Early warning technology and optimization research on real-time perception of environmental protection risk during the construction period of power transmission and transformation projects based on image processing algorithm

Xiaohu Sun 1, Xiaofeng Chen 1, Shu Zhu 1, Yanbing Wang 1, Qing Li 2
1State Grid Economic and Technological Research Institute, Beijing, 102209, China
2Hubei Anyuan Safety & Environmental Protection Technology Co., Ltd., Wuhan, Hubei, 430000, China

Abstract

The level of informationization infrastructure of the power system is constantly improving, and it is of great practical significance to carry out real-time perception and early warning of environmental risks during the construction period of the project based on image processing algorithms.
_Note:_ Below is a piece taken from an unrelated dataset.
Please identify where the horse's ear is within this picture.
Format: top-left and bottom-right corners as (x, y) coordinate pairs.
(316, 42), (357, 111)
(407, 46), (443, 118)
This paper proposes a multi-scale parallel real-time detection algorithm based on SSD, which optimizes the network structure of SSD algorithm, combines and splices different sizes of inverted residual blocks and different types of activation functions with each other, and designs a kind of lightweight feature extraction network EPNets. Then, it proposes a lightweight parallel fusion structure, which is applied to the multi-scale prediction of the lightweight feature extraction network, and optimizes the environmental risk real-time detection speed of the algorithm. The algorithm is optimized for realtime environmental risk detection speed. A Bayesian network-based environmental risk behavior warning model is constructed to provide real-time warning for the detected risk behaviors. By comparing with the original algorithm and existing target detection algorithms, the multi-scale parallel fusion detection algorithm based on SSD proposed in this paper can maintain good detection speed with low loss degree, and its environmental protection risk identification time is only 9ms.Meanwhile, the early warning algorithm in this paper realizes the accurate early warning of the soil erosion risk in the study area through the soil erosion environmental protection risk during the construction period of transmission and transformation projects detected. It provides an objective guideline for the control of environmental protection risks and work priorities.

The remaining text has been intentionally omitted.